The Court has also reviewed the declarations and supplemental declarations filed by Petitioner in support of the petition, including the supplemental declarations filed on June 1 and 15, 2026. Those declarations also do not include an administrative record.
In addition, the petition and the memorandum filed in support of the petition present no information, evidence, or reasoned argument showing why an administrative record does not exist, why the Court is not required to review any administrative record, or why an exception to the general rule further discussed above applies under the circumstances present here. Petitioner also presents no information or evidence showing why the complete administrative record of which Petitioner seeks review was filed with the Court.
The response of Respondents to the petition, which is supported by a declaration of Fredericks, also does not include an administrative record, and includes no information or evidence showing why an administrative record does not exist. Instead, that response asserts that on February 1, 2023, Vadas’ Section 8 Housing Choice voucher was transferred to Petitioner’s address; that Petitioner lived rent free pursuant to the terms of the 2023 Agreement; that Petitioner’s actions entitled Petitioner to earn an income through the IHSS program; that Petitioner was never classified as a “family member” or “household member” of Vadas; and that the Housing Authority responded to Petitioner’s November 12, 2025, letter on November 18, 2025. (Response at pp. 2-3, 5 [arguing that Petitioner lacks standing].)
In an administrative mandamus action, “[c]ourt review ‘is limited to issues in the record at the administrative level.’ [Citation.]” (Manufactured Home Communities, Inc. v. County of San Luis Obispo (2008) 167 Cal.App.4th 705, 715.) “The general rule is that a hearing on a writ of administrative mandamus is conducted solely on the record of the proceeding before the administrative agency.” (Toyota of Visalia, Inc. v. New Motor Vehicle Bd. (1987) 188 Cal.App.3d 872, 881.) “Generally, ‘[i]n a section 1094.5 proceeding, it is the responsibility of the Petitioner to produce a sufficient record of the administrative proceedings; “... otherwise the presumption of regularity will prevail.... [Citations.]” ’ [Citation.]” (Weinberg v. Cedars-Sinai Medical Center (2004) 119 Cal.App.4th 1098, 1107.)
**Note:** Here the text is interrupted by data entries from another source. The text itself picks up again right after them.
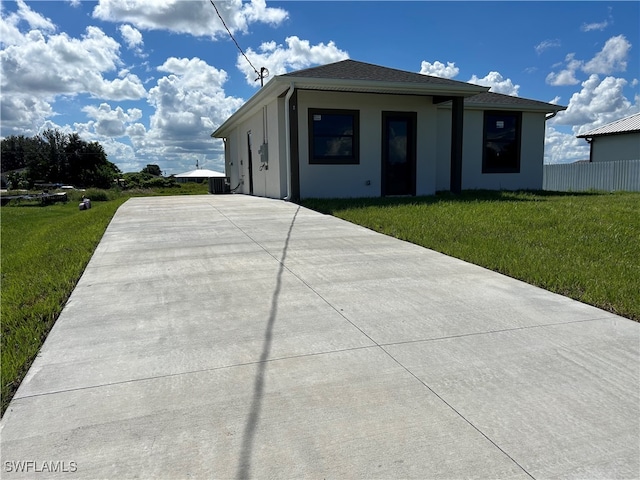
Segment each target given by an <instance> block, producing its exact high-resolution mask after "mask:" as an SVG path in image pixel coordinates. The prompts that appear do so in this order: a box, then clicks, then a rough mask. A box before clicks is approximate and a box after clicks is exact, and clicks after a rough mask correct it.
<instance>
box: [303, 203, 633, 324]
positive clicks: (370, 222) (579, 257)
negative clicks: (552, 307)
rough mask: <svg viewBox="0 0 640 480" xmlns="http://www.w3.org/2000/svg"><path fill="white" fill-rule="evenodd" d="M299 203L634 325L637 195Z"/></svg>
mask: <svg viewBox="0 0 640 480" xmlns="http://www.w3.org/2000/svg"><path fill="white" fill-rule="evenodd" d="M302 204H303V205H304V206H306V207H309V208H312V209H315V210H318V211H321V212H324V213H328V214H331V215H334V216H336V217H340V218H343V219H345V220H348V221H350V222H353V223H357V224H359V225H362V226H365V227H368V228H371V229H372V230H376V231H378V232H381V233H384V234H387V235H391V236H394V237H397V238H400V239H402V240H406V241H409V242H412V243H415V244H418V245H422V246H424V247H427V248H430V249H433V250H437V251H439V252H442V253H445V254H447V255H451V256H453V257H457V258H460V259H463V260H466V261H468V262H471V263H474V264H477V265H481V266H483V267H486V268H488V269H491V270H494V271H497V272H500V273H503V274H505V275H508V276H510V277H514V278H518V279H520V280H523V281H525V282H527V283H530V284H532V285H537V286H539V287H542V288H544V289H547V290H550V291H552V292H556V293H559V294H562V295H565V296H568V297H571V298H573V299H576V300H579V301H581V302H584V303H588V304H591V305H594V306H596V307H599V308H602V309H604V310H607V311H610V312H613V313H616V314H618V315H622V316H625V317H627V318H630V319H632V320H635V321H640V274H639V272H640V194H638V193H615V194H609V193H576V194H562V193H549V192H537V193H532V192H515V193H513V192H488V191H476V192H463V193H462V194H460V195H452V194H442V195H436V196H433V197H422V198H415V197H414V198H382V199H380V198H376V199H350V200H318V199H312V200H306V201H303V202H302Z"/></svg>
For the reasons discussed above, the status of production of the administrative record in this matter is presently unclear. Therefore, the Court will continue the hearing on the petition to allow sufficient time for the production and filing of the administrative record by Petitioner. To the extent either Petitioner or Respondents contend that the production of an administrative record has been made or is not required in these proceedings, that party shall file and serve, in advance of the continued hearing, a supplemental brief explaining, with reasoned argument, why the production of an administrative record has been made or is not required. The parties shall not, apart from the administrative record or the supplemental briefing described herein and absent further Court order, file any further papers in support of or in opposition to the petition.